„Das Karlsruher Trinkwasser kann viel besser nicht sein“. Zu diesem Ergebnis kam die Zeitschrift Hörzu in einem großen Trinkwassertest, den sie in ihrer aktuellen Ausgabe veröffentlichte. In über 270 deutschen Städten hatte die Zeitschrift im Frühjahr das Trinkwasser von akkreditierten Labors auf Geschmack, Nitrat, Nitrit und Chlor unter-suchen lassen und dem Trinkwasser der Fächerstadt nach Auswertung der Testergebnisse die Note „Zwei plus“ gegeben. Damit gehört Karlsruhe in Sachen Trinkwasserqualität im deutschen Vergleich zu den Städten mit der besten Trinkwasserqualität. Ein Ergebnis, über das sich die Stadtwerke sehr freuen.
Das Karlsruher Trinkwasser wird ausschließlich aus Grundwasser gewonnen. Es ist von Natur aus so gut, dass es in der Regel nicht gechlort werden muss.

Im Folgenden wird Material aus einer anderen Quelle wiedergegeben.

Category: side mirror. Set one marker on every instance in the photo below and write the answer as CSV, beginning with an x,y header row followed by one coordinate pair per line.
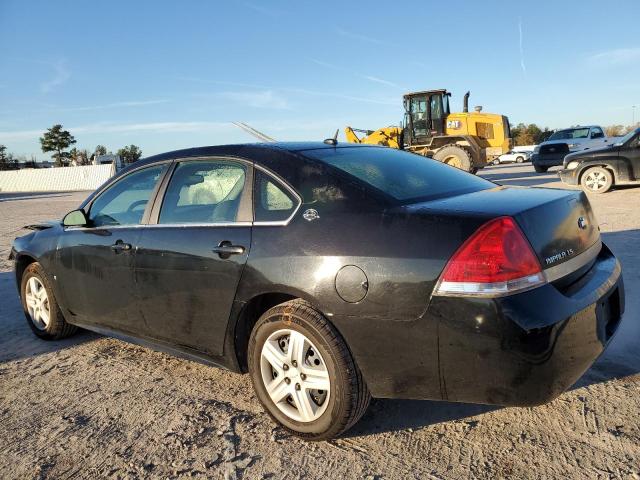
x,y
76,218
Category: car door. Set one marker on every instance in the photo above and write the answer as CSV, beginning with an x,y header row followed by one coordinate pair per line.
x,y
190,258
95,262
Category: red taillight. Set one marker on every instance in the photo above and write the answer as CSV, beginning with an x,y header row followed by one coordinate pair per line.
x,y
497,259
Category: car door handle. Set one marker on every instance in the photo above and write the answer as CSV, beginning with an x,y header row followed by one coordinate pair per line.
x,y
226,249
120,247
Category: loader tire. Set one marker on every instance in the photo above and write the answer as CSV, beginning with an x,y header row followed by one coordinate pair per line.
x,y
456,156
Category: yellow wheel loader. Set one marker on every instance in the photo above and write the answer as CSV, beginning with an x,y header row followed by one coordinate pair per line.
x,y
466,140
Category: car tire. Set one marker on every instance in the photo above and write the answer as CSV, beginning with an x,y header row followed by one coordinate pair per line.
x,y
456,156
320,358
40,306
596,180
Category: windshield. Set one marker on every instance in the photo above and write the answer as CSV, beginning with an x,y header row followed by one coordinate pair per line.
x,y
570,133
406,177
626,138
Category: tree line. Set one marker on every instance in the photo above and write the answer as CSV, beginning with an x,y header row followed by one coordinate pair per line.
x,y
57,140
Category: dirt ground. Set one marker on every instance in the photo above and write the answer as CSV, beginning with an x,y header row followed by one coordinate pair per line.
x,y
94,407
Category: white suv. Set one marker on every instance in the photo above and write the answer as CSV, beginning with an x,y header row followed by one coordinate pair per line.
x,y
512,156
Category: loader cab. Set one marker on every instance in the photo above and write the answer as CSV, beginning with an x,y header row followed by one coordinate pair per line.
x,y
425,115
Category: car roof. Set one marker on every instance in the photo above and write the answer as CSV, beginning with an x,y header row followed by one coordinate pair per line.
x,y
245,150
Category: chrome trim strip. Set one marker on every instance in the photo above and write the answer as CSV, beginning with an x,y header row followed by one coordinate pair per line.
x,y
488,290
164,225
554,273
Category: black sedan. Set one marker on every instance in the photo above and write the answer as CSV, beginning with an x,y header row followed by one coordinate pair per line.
x,y
333,273
598,170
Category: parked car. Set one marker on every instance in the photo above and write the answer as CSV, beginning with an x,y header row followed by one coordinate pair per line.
x,y
552,152
332,273
511,156
598,170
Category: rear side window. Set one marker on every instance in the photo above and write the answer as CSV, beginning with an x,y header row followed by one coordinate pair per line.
x,y
124,202
203,192
403,176
273,202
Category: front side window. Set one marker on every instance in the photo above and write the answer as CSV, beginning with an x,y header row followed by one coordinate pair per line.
x,y
272,201
124,202
204,192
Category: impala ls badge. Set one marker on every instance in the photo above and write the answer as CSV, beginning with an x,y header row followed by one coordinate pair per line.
x,y
582,223
310,215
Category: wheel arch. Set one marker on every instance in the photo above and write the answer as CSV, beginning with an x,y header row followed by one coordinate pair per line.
x,y
584,168
249,314
23,260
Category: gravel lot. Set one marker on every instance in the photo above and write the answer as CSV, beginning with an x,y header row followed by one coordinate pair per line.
x,y
91,406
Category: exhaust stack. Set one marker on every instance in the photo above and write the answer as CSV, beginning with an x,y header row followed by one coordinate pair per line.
x,y
465,102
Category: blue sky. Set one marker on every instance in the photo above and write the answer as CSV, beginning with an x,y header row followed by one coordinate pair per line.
x,y
167,75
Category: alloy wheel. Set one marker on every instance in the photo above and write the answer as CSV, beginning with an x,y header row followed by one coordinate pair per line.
x,y
295,375
595,181
37,303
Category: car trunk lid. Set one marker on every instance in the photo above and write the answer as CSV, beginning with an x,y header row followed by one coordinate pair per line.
x,y
559,224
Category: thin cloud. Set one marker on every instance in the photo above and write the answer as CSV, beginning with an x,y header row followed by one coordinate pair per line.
x,y
138,103
522,65
293,90
361,38
370,78
615,57
61,75
263,99
381,81
263,10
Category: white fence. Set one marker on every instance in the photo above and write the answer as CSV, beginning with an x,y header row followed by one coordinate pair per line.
x,y
55,179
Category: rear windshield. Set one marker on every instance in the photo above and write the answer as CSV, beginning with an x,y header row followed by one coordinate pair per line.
x,y
406,177
570,133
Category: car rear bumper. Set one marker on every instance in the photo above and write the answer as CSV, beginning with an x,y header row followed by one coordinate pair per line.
x,y
528,348
569,177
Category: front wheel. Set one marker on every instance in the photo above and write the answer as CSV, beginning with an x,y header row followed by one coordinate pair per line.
x,y
456,156
597,180
40,305
303,372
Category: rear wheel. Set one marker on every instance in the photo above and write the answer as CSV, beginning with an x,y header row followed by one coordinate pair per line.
x,y
40,306
303,372
597,180
456,156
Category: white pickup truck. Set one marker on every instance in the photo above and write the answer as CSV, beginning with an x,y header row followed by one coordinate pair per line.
x,y
552,152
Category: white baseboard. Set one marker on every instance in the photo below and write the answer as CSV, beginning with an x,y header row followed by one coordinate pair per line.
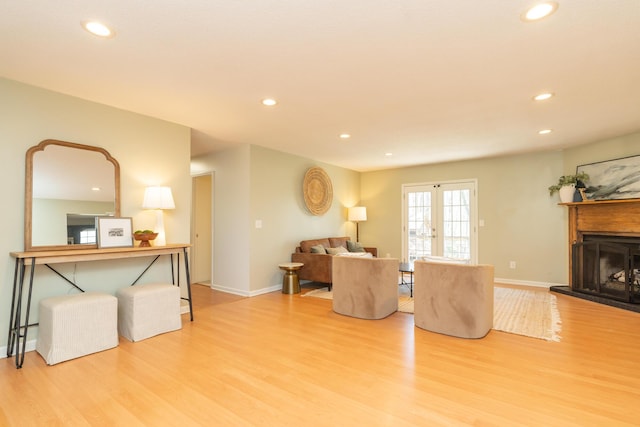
x,y
527,283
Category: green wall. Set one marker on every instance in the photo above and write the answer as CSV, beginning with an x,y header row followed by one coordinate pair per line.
x,y
252,184
29,115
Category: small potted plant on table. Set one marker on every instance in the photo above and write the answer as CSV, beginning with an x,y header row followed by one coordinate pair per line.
x,y
144,237
566,186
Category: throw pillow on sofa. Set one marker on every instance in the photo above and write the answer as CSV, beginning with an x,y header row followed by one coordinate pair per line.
x,y
336,251
318,249
354,246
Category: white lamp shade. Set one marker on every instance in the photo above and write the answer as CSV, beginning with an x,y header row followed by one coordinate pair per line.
x,y
358,213
158,198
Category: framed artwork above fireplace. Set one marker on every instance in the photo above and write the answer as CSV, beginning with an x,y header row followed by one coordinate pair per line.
x,y
613,179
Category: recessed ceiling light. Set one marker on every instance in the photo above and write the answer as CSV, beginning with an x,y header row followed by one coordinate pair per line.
x,y
539,11
543,96
98,29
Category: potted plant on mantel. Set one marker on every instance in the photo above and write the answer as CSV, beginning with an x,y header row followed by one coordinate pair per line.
x,y
566,186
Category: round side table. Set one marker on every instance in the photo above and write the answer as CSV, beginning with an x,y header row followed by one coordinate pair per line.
x,y
290,281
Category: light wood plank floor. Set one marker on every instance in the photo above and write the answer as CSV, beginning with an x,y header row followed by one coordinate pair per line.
x,y
284,360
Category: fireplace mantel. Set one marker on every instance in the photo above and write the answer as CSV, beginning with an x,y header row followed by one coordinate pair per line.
x,y
611,217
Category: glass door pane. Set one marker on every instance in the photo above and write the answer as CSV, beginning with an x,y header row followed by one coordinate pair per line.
x,y
456,231
420,220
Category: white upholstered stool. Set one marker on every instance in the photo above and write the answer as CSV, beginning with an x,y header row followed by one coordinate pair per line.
x,y
148,310
76,325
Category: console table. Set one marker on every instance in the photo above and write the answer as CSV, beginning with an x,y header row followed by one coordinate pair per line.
x,y
18,326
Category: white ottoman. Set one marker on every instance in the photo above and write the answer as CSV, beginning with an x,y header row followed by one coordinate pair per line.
x,y
148,310
76,325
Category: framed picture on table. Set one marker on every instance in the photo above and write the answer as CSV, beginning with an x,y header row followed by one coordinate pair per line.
x,y
114,232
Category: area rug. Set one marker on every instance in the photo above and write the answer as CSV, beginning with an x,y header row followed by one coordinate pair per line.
x,y
517,311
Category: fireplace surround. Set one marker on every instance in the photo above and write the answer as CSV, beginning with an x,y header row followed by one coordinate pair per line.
x,y
604,252
607,266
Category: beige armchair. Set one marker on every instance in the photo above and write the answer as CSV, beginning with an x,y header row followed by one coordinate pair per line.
x,y
453,299
366,288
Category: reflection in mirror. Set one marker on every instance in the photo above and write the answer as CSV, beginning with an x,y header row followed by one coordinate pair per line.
x,y
68,186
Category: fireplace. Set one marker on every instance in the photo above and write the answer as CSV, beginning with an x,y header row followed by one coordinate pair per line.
x,y
604,252
607,266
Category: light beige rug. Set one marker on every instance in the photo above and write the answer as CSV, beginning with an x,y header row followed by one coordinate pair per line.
x,y
517,311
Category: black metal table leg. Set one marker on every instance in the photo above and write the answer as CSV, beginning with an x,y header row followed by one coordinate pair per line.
x,y
186,269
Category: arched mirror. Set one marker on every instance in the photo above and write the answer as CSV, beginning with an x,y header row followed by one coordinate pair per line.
x,y
68,186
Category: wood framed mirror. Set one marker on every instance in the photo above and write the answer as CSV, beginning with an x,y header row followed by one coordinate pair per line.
x,y
67,186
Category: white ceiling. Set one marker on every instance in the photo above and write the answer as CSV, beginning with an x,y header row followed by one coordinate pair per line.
x,y
428,81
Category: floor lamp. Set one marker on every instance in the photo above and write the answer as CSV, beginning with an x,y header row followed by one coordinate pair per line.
x,y
357,214
158,198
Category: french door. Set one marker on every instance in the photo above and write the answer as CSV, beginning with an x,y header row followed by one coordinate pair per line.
x,y
439,219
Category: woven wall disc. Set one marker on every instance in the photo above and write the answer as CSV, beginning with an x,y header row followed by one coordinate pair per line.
x,y
318,191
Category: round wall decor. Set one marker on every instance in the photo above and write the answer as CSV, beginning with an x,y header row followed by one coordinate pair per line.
x,y
318,191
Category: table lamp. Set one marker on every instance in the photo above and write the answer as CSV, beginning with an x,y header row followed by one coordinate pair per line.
x,y
158,198
357,214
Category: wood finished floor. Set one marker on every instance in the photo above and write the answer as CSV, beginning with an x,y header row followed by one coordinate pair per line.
x,y
284,360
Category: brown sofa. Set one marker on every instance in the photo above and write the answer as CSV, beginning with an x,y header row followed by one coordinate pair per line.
x,y
317,266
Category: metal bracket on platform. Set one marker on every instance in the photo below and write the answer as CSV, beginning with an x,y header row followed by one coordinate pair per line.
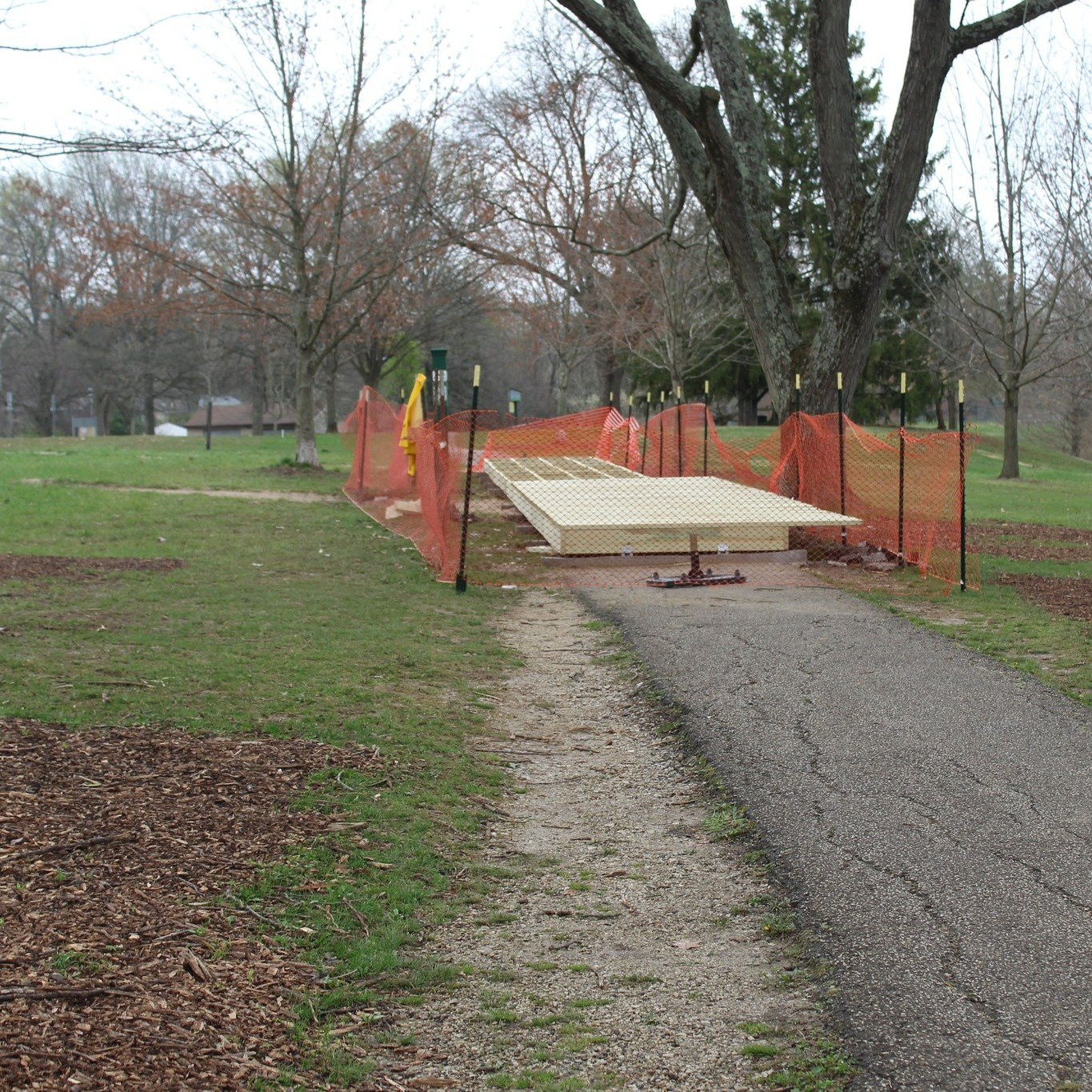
x,y
696,577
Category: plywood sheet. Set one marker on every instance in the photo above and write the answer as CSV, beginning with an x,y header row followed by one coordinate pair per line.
x,y
593,509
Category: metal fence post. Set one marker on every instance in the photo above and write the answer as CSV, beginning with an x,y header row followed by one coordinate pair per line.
x,y
841,451
902,466
461,576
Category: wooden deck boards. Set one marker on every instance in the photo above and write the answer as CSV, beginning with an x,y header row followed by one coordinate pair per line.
x,y
589,506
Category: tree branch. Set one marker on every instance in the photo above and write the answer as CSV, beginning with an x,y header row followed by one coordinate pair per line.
x,y
993,26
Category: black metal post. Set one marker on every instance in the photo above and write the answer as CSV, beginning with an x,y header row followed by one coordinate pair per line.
x,y
902,466
461,576
678,424
962,493
841,451
705,442
660,473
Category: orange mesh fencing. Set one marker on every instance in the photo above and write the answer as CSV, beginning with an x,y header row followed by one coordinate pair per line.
x,y
594,497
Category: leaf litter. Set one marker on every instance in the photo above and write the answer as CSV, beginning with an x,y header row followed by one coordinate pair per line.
x,y
122,964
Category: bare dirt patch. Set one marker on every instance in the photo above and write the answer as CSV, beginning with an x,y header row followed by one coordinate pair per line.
x,y
34,567
1066,595
618,942
1030,542
122,966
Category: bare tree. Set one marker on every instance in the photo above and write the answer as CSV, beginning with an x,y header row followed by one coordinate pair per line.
x,y
1020,232
566,185
718,141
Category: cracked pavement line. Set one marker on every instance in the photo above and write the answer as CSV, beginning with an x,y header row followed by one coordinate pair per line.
x,y
930,808
613,940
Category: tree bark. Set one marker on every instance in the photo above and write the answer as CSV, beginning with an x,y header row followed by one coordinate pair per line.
x,y
1010,464
718,143
307,454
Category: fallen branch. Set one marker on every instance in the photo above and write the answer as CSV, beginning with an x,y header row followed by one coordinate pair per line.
x,y
68,846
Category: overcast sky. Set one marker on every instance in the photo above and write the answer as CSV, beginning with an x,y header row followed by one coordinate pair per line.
x,y
56,94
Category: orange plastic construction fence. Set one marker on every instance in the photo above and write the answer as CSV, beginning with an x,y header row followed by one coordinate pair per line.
x,y
594,497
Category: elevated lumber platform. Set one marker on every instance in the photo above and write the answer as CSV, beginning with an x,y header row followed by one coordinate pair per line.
x,y
588,506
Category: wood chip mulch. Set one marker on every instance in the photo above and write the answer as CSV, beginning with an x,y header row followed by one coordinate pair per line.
x,y
119,964
32,567
1066,595
1030,542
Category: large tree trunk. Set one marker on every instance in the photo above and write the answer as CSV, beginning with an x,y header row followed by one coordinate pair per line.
x,y
307,454
258,394
1010,466
332,397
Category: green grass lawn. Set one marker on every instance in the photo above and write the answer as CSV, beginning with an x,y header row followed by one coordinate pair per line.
x,y
286,618
167,463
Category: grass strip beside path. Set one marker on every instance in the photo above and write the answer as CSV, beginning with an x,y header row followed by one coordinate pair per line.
x,y
286,619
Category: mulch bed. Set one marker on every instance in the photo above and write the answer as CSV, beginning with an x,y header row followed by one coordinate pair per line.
x,y
1030,542
1066,595
119,966
30,567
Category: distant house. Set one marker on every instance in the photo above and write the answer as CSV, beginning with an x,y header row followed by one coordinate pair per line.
x,y
235,421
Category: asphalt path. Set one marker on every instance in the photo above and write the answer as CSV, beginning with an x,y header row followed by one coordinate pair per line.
x,y
928,808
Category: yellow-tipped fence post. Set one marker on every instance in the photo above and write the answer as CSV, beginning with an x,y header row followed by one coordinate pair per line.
x,y
461,576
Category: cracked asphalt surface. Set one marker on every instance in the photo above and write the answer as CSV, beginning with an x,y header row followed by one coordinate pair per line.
x,y
928,808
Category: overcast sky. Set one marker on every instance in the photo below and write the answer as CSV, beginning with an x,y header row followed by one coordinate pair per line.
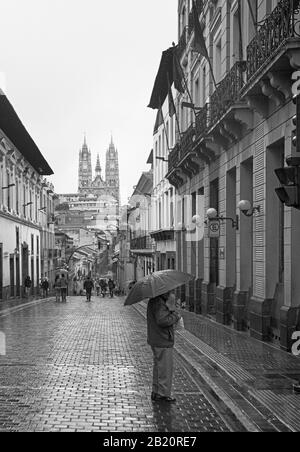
x,y
71,66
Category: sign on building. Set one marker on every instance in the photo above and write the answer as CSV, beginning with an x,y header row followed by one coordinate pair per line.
x,y
214,229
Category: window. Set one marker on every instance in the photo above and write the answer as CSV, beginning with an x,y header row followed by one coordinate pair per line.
x,y
8,191
24,200
203,87
17,237
32,244
235,51
218,61
197,93
17,197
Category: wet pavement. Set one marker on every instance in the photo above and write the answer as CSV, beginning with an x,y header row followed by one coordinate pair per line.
x,y
86,367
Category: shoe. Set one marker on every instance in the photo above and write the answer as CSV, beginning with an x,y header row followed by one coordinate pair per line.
x,y
159,398
153,395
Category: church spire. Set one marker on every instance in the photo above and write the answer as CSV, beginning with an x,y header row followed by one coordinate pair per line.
x,y
98,167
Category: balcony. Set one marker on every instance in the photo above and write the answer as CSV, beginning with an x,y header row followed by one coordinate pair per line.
x,y
174,158
200,7
201,122
144,244
227,92
163,235
187,141
281,25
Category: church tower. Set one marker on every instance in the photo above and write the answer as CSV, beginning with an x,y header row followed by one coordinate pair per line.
x,y
85,168
98,167
112,171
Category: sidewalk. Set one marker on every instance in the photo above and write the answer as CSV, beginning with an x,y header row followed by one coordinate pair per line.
x,y
254,379
13,305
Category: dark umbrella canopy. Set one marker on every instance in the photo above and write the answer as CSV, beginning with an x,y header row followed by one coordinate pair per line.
x,y
157,284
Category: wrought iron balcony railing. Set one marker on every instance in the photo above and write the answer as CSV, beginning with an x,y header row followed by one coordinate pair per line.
x,y
174,158
182,148
142,243
200,7
227,92
281,24
201,121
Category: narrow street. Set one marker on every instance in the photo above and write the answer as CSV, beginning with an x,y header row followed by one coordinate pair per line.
x,y
87,367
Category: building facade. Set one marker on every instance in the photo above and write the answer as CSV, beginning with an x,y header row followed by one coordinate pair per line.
x,y
140,226
245,261
26,208
164,194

Es ist außerdem frei von Nitrit und sehr nitratarm; es liegt um das Zwanzigfache unter dem Grenzwert. „Deswegen kann das Karlsruher Trinkwasser auch bedenkenlos für die Zubereitung von Säuglings-nahrung verwendet werden“, hebt Dr. Karl Roth, Technischer Geschäftsführer der Stadtwerke Karlsruhe, hervor.
Auch die gemessenen Werte in den Städten, die im Trinkwasser-Ranking der Hörzu auf den hinteren Plätzen landeten, liegen weit unterhalb der gesetzlichen Grenz-werte. „Ich trinke in Deutschland unbedenklich aus jedem Trinkwasserhahn“, so Dr. Roth. „Das würde ich nur in ganz wenigen anderen Ländern tun“. Die von der Hörzu ermittelten Werte zeigen auch noch einmal deutlich, wie absurd das unseco-Länderranking war, nach dem Deutschland bei der Wasserqualität unter 120 Ländern nur Platz 54 erreicht hat, während Bangladesch zum Beispiel auf Platz 40 gelandet ist.